Council reaction to Port Angeles mayor’s prison idea mixed

PORT ANGELES — Mayor Gary Braun thinks it’d be a good idea for Port Angeles to consider hosting a prison — should the possibility ever come up.

Several on the City Council don’t agree.

Others said they’d have to think about it before making a decision.

All were surprised by the suggestion.

It isn’t something that city officials or the council have discussed or pursued, said Deputy Mayor Betsy Wharton.

“We’re not making efforts in that direction, so it’s not really relevant right now,” she said.

Braun made the suggestion on Feb. 7 on KONP-AM 1450 radio’s Todd Ortloff Show.

He told the Peninsula Daily News in an interview last week that if the state Department of Corrections ever asks if any city wants to host a new prison, Port Angeles should say it is interested.

“I think the key issue today is jobs, and it would bring jobs,” Braun said, estimating that a prison could open up 300 new jobs.

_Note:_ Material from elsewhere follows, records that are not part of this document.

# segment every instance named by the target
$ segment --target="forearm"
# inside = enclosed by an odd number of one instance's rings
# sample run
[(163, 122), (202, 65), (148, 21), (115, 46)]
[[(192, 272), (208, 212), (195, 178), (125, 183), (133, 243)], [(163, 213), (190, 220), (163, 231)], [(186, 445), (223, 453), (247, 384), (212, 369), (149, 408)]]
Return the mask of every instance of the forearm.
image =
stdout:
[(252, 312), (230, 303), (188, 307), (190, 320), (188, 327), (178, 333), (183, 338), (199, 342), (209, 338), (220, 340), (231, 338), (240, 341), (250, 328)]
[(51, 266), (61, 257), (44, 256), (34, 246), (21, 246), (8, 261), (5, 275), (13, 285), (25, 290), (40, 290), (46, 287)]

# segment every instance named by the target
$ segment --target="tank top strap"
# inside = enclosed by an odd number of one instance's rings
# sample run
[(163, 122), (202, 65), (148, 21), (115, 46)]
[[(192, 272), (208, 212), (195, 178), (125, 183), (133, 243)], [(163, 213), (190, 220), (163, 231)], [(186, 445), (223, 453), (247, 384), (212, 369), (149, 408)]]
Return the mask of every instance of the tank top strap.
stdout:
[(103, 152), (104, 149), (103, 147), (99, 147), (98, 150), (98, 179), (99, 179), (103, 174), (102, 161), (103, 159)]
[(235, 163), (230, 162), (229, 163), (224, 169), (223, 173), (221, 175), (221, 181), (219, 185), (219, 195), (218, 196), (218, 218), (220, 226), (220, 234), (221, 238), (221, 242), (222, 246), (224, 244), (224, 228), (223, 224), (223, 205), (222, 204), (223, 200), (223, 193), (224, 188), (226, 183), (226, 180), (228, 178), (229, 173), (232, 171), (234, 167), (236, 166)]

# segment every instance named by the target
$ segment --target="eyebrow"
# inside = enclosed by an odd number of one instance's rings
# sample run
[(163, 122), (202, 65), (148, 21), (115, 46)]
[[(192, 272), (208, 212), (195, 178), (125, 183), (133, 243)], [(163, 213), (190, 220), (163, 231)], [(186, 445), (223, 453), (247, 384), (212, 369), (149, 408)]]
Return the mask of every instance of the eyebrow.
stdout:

“If the opportunity should present itself, if we get correspondence about wanting to site a prison, I would probably support that.”

City Councilwoman and former mayor Karen Rogers said she knew nothing of Braun’s idea before he mentioned it earlier this month.

She doesn’t support it.

“It was a total surprise to me. I’m in my seventh year on council and it’s never come up before.

“I’ve received numerous calls of concern, and I don’t think citizens want a prison in the Port Angeles community.

“It’s just not a good fit for this community.”

City Councilman Larry Williams echoed those comments.

“I’ve been on council since 1998 and I don’t recall any effort to get a prison here,” he said.

He also had numerous people tell him that’s not how they envision the community.

“They told me we already have a prison in Clallam Bay, and they would just as soon leave it out there and expand it if needed,” Williams said.

Clallam Bay Corrections Center, two miles south of Clallam Bay, employs 430 people.

It opened in 1985 as a 450-bed medium security prison, converted to maximum security in 1991 and expanded to house another 400 offenders in 1992.

“We are expending energy discussing non-starters and diverting energy from real economic development,” Williams said.

“Hopefully this isn’t an indicator of the next two years.”